Article

New 28% GST on Online Gaming in India: What You Need to Know

date 29  September,  2023
time 2 mins read

A Major Shift in the Gaming Sector Starting from October 1, online gaming in India will significantly change its taxation structure. The Central Board of Indirect Taxes and Customs (CBIC) has announced the imposition of a 28% Goods and Services Tax (GST) on online gaming, following recent changes to the GST regulations.

Amendments Passed by Lok Sabha

On August 11, in its final monsoon session, the Lok Sabha smoothly passed amendments to two pivotal GST laws: the Integrated Goods and Services Tax (Amendment) Bill, 2023, and the Central Goods and Services Tax (Amendment) Bill, 2023. These modifications primarily aim to incorporate a 28% GST rate on online gaming, casinos, and horse racing.

Reason for this Change

The central government believes these changes will bring much-needed transparency and clarity in the taxation process concerning supplies in casinos, horse racing, and online gaming. The Goods and Services Tax (GST) Council, in its 51st meeting on August 2, resolved to fast-track the necessary legislative amendments.

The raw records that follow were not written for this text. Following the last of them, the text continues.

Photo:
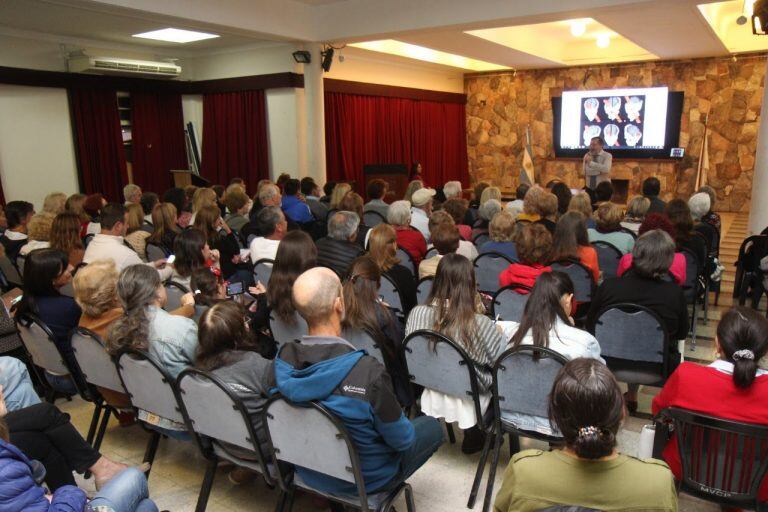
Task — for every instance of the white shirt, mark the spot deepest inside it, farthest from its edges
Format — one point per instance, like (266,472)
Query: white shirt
(262,248)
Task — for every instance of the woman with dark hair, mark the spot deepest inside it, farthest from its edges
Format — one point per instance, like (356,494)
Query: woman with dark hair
(733,387)
(364,311)
(587,408)
(451,310)
(571,242)
(45,272)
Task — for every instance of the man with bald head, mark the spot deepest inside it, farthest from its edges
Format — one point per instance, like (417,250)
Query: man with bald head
(328,369)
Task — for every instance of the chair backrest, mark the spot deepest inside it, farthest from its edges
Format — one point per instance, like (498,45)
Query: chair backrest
(175,292)
(523,378)
(608,257)
(212,409)
(373,219)
(509,303)
(406,260)
(389,292)
(149,385)
(262,270)
(423,289)
(723,461)
(583,284)
(95,363)
(437,362)
(283,332)
(488,267)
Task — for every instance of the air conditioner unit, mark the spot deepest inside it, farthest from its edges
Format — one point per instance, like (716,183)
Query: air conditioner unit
(117,66)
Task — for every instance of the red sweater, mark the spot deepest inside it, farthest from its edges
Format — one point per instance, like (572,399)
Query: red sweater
(710,391)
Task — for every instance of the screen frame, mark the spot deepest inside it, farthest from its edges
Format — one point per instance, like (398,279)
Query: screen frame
(675,101)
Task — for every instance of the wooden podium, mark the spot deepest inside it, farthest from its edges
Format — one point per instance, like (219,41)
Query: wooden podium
(184,178)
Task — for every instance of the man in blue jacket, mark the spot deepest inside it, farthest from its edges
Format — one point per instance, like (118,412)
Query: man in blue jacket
(354,386)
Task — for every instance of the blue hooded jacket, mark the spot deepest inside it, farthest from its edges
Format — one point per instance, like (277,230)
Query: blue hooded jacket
(357,389)
(20,493)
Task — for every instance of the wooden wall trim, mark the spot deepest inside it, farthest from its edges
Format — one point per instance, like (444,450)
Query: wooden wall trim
(366,89)
(59,79)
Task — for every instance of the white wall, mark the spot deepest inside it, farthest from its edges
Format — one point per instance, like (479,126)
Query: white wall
(37,155)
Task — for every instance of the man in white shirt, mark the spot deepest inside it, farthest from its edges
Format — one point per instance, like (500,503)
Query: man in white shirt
(273,225)
(421,210)
(110,245)
(597,163)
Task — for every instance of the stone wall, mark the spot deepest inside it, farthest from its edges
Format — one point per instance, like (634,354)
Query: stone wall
(728,93)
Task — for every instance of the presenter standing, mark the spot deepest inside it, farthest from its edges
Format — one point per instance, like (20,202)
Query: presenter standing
(597,163)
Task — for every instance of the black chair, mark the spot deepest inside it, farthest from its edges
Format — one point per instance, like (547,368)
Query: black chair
(723,461)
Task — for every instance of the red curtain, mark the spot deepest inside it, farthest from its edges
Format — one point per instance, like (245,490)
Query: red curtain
(235,137)
(158,139)
(99,142)
(362,130)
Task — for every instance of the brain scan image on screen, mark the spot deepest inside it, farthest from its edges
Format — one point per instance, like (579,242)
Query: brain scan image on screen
(590,132)
(632,135)
(611,135)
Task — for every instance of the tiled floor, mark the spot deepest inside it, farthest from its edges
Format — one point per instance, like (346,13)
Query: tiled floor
(441,485)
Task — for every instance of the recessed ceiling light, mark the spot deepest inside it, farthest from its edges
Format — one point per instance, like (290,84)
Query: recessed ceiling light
(176,35)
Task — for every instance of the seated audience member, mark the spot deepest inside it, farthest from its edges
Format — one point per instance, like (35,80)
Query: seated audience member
(733,387)
(383,250)
(651,190)
(502,233)
(293,207)
(311,193)
(534,244)
(582,203)
(608,218)
(421,210)
(410,240)
(365,312)
(108,244)
(685,237)
(18,214)
(587,408)
(353,202)
(377,191)
(38,233)
(457,209)
(135,236)
(451,309)
(221,238)
(445,238)
(45,272)
(272,223)
(164,225)
(339,248)
(571,242)
(645,285)
(651,222)
(547,323)
(636,211)
(323,365)
(238,203)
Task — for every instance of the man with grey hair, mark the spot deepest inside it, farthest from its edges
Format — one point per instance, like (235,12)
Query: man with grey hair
(338,249)
(355,387)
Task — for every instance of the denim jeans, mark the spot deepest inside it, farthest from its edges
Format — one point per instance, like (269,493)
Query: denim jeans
(18,390)
(126,492)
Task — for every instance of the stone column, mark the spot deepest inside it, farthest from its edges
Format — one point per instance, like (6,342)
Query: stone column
(758,211)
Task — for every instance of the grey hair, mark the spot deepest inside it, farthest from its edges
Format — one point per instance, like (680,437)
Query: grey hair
(488,209)
(343,225)
(399,213)
(652,254)
(452,189)
(699,204)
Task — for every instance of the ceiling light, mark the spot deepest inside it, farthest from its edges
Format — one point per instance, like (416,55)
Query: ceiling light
(175,35)
(578,28)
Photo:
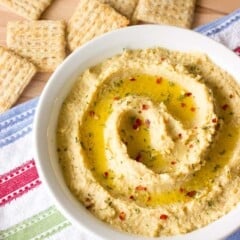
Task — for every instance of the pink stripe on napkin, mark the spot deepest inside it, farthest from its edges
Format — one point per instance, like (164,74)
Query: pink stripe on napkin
(18,181)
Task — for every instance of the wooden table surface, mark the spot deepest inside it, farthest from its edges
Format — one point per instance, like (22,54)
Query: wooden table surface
(206,11)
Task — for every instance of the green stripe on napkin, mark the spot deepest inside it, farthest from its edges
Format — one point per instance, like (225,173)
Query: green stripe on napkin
(39,226)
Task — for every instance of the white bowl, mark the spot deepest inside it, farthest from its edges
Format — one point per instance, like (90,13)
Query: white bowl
(60,83)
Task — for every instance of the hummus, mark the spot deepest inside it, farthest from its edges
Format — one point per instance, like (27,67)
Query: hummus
(149,141)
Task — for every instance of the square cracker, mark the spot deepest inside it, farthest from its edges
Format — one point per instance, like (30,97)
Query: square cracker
(30,9)
(42,42)
(90,19)
(171,12)
(125,7)
(15,73)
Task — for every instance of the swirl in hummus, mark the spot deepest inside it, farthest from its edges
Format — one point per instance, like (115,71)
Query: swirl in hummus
(149,141)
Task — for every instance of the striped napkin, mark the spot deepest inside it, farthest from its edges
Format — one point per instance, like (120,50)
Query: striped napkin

Key Provisions Introduced 

To ensure strict adherence to these new tax rules, the GST Council has recommended the addition of certain provisions in the IGST Act, 2017. These crucial provisions will oversee the liability to pay GST on the supply of online money gaming from overseas suppliers to Indian consumers. They also address the necessary steps to block access to related information in instances of non-compliance.

How Will Gaming Transactions Be Taxed? 

It’s essential to understand the valuation method introduced. The GST Council suggests that the valuation of online gaming and actionable claims in casinos should focus on the amount either paid or payable to the provider by or on behalf of the player. Importantly, this valuation won’t include the sum placed in games or bets using prior winnings.

Uniform Taxation Framework

During its 50th meeting on July 11, the GST Council had already suggested a 28% GST rate on the full-face value for Casinos, Horse Racing, and Online Gaming. This rate would stand regardless of the nature of these activities, whether skill-based or chance-based. The recent GST law amendments aim to introduce a consistent tax framework for these sectors and clear any previous ambiguities.

Conclusion

With these changes on the horizon, the online gaming sector in India is about to experience a paradigm shift. Stakeholders, players, and suppliers need to stay informed and adapt to these new tax structures, ensuring compliance and understanding the broader implications of this revised GST framework.